Department of Endocrinology, Affiliated Hospital of Nantong University, Nantong, Jiangsu 226001, P.R. China.
Department of Rheumatology, Mianyang Central Hospital, Mianyang, Sichuan 621000, P.R. China.
Mol Med Rep. 2022 Jan;25(1). doi: 10.3892/mmr.2021.12551. Epub 2021 Dec 1.
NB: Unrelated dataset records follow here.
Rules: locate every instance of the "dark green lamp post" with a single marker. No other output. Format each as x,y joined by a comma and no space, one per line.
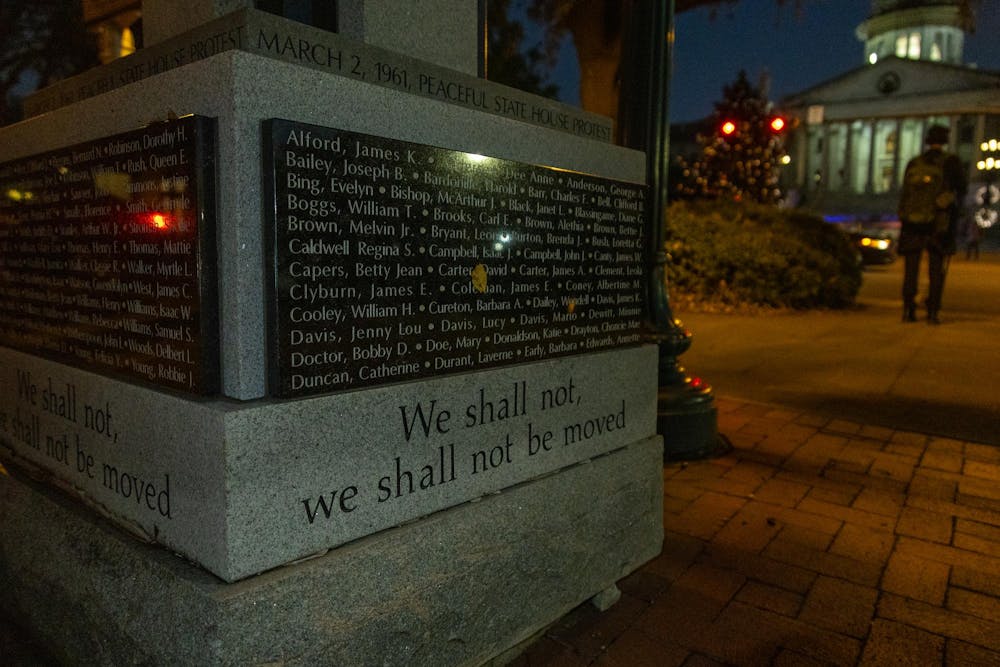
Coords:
686,412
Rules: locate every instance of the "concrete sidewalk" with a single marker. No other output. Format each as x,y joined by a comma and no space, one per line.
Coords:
816,541
864,364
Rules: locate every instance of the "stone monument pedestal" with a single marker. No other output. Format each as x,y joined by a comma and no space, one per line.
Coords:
456,588
481,456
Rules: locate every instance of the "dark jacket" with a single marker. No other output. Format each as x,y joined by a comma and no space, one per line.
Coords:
914,237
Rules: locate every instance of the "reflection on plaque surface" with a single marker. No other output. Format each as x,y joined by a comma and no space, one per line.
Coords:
107,255
394,261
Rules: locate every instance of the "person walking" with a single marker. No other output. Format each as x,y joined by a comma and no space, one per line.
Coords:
934,185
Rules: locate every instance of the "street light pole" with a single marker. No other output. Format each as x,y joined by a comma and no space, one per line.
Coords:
686,412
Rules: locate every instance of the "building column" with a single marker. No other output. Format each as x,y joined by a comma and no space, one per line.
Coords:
873,130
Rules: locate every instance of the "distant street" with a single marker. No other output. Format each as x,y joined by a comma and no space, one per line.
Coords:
864,364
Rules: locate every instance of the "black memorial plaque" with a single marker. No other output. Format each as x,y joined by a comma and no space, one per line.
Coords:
107,255
394,261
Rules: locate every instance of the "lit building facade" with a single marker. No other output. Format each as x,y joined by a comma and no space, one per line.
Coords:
854,134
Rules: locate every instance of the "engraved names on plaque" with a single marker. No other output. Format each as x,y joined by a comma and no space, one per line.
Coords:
394,261
106,255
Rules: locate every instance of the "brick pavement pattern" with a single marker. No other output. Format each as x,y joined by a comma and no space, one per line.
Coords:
815,541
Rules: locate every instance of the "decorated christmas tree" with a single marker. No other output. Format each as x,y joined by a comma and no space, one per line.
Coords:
741,149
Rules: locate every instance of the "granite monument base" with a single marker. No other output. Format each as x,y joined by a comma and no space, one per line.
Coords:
455,588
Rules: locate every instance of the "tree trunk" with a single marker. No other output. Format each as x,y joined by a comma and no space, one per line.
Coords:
596,27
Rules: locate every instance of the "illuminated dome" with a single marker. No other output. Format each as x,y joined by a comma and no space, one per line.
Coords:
915,29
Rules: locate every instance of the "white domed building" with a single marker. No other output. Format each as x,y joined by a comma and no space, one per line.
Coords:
855,133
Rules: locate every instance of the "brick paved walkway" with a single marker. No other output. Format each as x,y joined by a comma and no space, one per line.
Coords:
816,541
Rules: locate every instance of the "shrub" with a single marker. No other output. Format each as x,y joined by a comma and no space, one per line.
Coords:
748,254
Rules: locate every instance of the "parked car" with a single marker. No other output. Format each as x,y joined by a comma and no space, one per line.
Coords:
875,247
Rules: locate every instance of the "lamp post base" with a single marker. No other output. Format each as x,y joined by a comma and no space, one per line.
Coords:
688,421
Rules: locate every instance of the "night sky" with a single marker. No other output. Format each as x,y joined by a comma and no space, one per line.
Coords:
798,50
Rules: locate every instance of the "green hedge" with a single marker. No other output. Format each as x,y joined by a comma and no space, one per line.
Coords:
747,254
Uric acid (UA) is the final oxidation product of purine metabolism. Hyperuricemia has been previously reported to contribute to vascular endothelial dysfunction and the development of cardiovascular diseases, metabolic syndrome and chronic kidney diseases. In addition, it has been reported that fibroblast growth factor 21 (FGF21) can exert regulatory effects on UA‑induced lipid accumulation. Therefore, the present study aimed to investigate the possible role of FGF21 in HUVEC cell injury induced by UA. The study used UA to induce HUVEC cell injury, inhibited sirtuin 1 (Sirt1) expression using EX527 and overexpressed FGF21 by transfection. Subsequently, reverse transcription‑quantitative PCR was performed to measure the mRNA expression levels of FGF21, Sirt1 and inflammatory cytokines TNF‑α, IL‑1β and IL‑6, whereas western blotting was performed to measure their corresponding protein expression levels including FGF21, Sirt1, NLR family pyrin domain containing 3, pro‑caspase1, apoptosis‑associated speck‑like protein containing a CARD, activating transcription factor 4, C/EBP homologous protein and eukaryotic initiation factor 2. Furthermore, dichloro‑dihydro‑fluorescein diacetate staining was performed to measure intracellular reactive oxygen species (ROS) generation in HUVECs. The levels of ROS and nitric oxide were also quantified using commercial assay kits. The results demonstrated that overexpression of FGF21 significantly inhibited UA treatment‑induced endoplasmic reticulum (ER) stress, inflammation and oxidative stress in HUVECs. Furthermore, overexpression of FGF21 significantly activated Sirt1. The sirt1 inhibitor, EX527, significantly abrogated the suppressive effects of FGF21 overexpression on ER stress, inflammation and oxidative stress in UA‑stimulated HUVECs. To conclude, results of the present study suggested that FGF21 may attenuate UA‑induced ER stress, inflammation and vascular endothelial cell dysfunction by activating Sirt1. Therefore, FGF21 may be a potential effective target for the future treatment of vascular endothelial cell dysfunction.
尿酸(UA)是嘌呤代谢的最终氧化产物。高尿酸血症先前已被报道可导致血管内皮功能障碍以及心血管疾病、代谢综合征和慢性肾脏病的发生。此外,据报道,成纤维细胞生长因子 21(FGF21)可对 UA 诱导的脂质积累发挥调节作用。因此,本研究旨在探讨 FGF21 在 UA 诱导的人脐静脉内皮细胞(HUVEC)损伤中的可能作用。本研究使用 UA 诱导 HUVEC 细胞损伤,使用 EX527 抑制 Sirtuin 1(Sirt1)表达,并通过转染过表达 FGF21。随后,采用逆转录-定量 PCR 法检测 FGF21、Sirt1 及炎症细胞因子 TNF-α、IL-1β和 IL-6 的 mRNA 表达水平,采用蛋白质印迹法检测 FGF21、Sirt1、NLR 家族含pyrin 结构域蛋白 3、原半胱天冬酶 1、凋亡相关斑点样蛋白含有 CARD 结构域、激活转录因子 4、C/EBP 同源蛋白和真核起始因子 2 的相应蛋白表达水平。此外,采用二氯二氢荧光素二乙酸酯染色法检测 HUVEC 细胞内活性氧(ROS)的产生。还使用商业测定试剂盒定量测定 ROS 和一氧化氮的水平。结果表明,过表达 FGF21 可显著抑制 UA 处理诱导的 HUVEC 内质网(ER)应激、炎症和氧化应激。此外,过表达 FGF21 可显著激活 Sirt1。Sirt1 抑制剂 EX527 可显著消除 FGF21 过表达对 UA 刺激的 HUVEC 中 ER 应激、炎症和氧化应激的抑制作用。综上所述,本研究结果表明,FGF21 通过激活 Sirt1 可能减轻 UA 诱导的 ER 应激、炎症和血管内皮细胞功能障碍。因此,FGF21 可能成为未来治疗血管内皮细胞功能障碍的潜在有效靶点。